I caught a glimpse of movement under the hall cabinet. Mr. Quimby crept low, then dug his claws into the carpet and burst from underneath, careening to Eugenie’s open door.
“Where’s his bell?” I asked.
Eugenie jerked away from Rebecca, her hands flailing the air, then stopping her fall forward as she wrestled to all fours. She tried to speak but instead coughed and sputtered blood that had run from her nose. “Delphine?”
“It’s Lucy.” I s
moothed her hair. “You’ve had a fall.”
“Lucy.”
“Don’t talk.” My fingers stopped on her cheek, thumb touching the tacky blood at the edge of her lip. I settled behind her and tipped her chin to slow the bleeding.
There was a grumble from the stairs. Cook took the banister with one hand and held the medicine bag with the other.
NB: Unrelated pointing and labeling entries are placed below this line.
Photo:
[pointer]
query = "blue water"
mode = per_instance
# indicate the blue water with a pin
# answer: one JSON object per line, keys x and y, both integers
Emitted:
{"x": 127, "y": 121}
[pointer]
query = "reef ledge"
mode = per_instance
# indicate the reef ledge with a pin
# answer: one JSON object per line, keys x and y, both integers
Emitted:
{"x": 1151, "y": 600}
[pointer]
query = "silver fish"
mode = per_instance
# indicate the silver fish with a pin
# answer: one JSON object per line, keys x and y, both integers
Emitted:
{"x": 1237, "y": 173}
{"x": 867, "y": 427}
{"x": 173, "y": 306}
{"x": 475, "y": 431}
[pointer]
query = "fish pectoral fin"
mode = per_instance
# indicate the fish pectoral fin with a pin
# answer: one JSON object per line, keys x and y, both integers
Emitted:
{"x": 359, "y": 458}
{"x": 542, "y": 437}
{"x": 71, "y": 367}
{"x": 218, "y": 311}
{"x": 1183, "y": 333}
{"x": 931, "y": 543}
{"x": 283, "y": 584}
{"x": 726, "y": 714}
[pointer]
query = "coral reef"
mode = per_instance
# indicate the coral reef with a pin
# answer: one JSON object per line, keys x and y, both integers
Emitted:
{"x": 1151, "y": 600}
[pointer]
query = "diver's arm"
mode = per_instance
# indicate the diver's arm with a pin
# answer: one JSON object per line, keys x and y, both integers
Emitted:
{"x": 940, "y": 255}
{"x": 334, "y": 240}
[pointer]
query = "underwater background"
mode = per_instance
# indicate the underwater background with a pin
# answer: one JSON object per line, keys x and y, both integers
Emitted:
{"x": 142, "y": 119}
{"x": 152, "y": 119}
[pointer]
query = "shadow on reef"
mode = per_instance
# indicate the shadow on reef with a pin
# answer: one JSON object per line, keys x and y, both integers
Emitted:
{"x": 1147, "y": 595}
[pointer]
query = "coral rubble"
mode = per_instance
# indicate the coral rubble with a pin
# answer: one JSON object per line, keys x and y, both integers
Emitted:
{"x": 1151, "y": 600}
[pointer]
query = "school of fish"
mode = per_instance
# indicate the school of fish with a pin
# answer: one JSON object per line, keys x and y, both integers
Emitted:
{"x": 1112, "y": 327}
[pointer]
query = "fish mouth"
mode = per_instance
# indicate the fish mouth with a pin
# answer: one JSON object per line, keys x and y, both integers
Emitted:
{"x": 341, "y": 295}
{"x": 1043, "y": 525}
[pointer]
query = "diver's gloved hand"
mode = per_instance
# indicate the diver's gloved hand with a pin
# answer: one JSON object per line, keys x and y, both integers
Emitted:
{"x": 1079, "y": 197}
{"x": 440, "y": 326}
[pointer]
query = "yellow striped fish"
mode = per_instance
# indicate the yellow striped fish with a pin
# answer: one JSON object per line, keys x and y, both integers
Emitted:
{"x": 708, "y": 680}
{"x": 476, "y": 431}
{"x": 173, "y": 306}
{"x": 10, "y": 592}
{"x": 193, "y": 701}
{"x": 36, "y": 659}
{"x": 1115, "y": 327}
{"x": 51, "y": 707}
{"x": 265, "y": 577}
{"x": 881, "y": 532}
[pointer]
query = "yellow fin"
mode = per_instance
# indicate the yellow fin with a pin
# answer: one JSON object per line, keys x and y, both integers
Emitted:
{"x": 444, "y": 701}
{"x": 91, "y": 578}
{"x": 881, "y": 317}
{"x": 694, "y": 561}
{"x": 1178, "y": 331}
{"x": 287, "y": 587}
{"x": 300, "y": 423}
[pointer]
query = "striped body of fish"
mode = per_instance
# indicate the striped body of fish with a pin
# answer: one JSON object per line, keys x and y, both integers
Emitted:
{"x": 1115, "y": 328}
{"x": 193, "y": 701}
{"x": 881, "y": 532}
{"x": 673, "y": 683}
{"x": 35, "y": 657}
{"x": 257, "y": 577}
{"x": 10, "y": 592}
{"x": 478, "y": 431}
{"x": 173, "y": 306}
Delphine and Jacob followed two paces behind. “What’s the fuss and muss up here?” She blew out a breath as she took in the three of us. “Looks like you fell on your head, Mrs. Burton.” She waved a hand. “Lord, you’re all useless. Jacob, Lucy, take her by the arms and get her to bed.”
Cook daubed the last of a poultice on Eugenie’s nose and wiped her hands on her apron. “You might have a crook to your nose when all is said and done, Mrs. Burton, but I think it will be serviceable for breathing.”
Eugenie pulled in a cracked breath. She patted the pillow next to her. “Where’s Mr. Quimby?”
“You tripped over him.” Rebecca sat at the foot of the bed. “He lost his bell.”
“Did I hurt him?”
“I’ve warned you about that cat.”
I gave Rebecca a sharp glance, then tapped Eugenie’s hand. “He’s hiding. I’ll look for him when you’re resting.”
Cook lifted her psalm book and leaned the pages to the window for light. “I think a small reading . . .”
I glanced at the bedside table and the drawer half ajar. The laudanum bottle was tilted against it, the cork resting on the table by the oil lamp.
I bit the inside of my cheek to quell the wave of anger. If she hadn’t been under its influence, she would have heard the cat, bell or not. I set the bottle upright, corked it, and slid it into my skirt pocket.
Rebecca saw the bottle, too, and her eyes caught mine with a hard glance. “I told you.”
Delphine wasted no time in spreading the word, catching Mr. Burton the minute he set his hat on the rack, jabbering at him half in French while shushing me to be quiet. She relayed a story so exaggerated one would have thought Cook had to sew Eugenie’s head back on and whittle her new legs.
“It’s not at all like that, Mr. Burton.”
He stared down at me. “She is your sole responsibility.”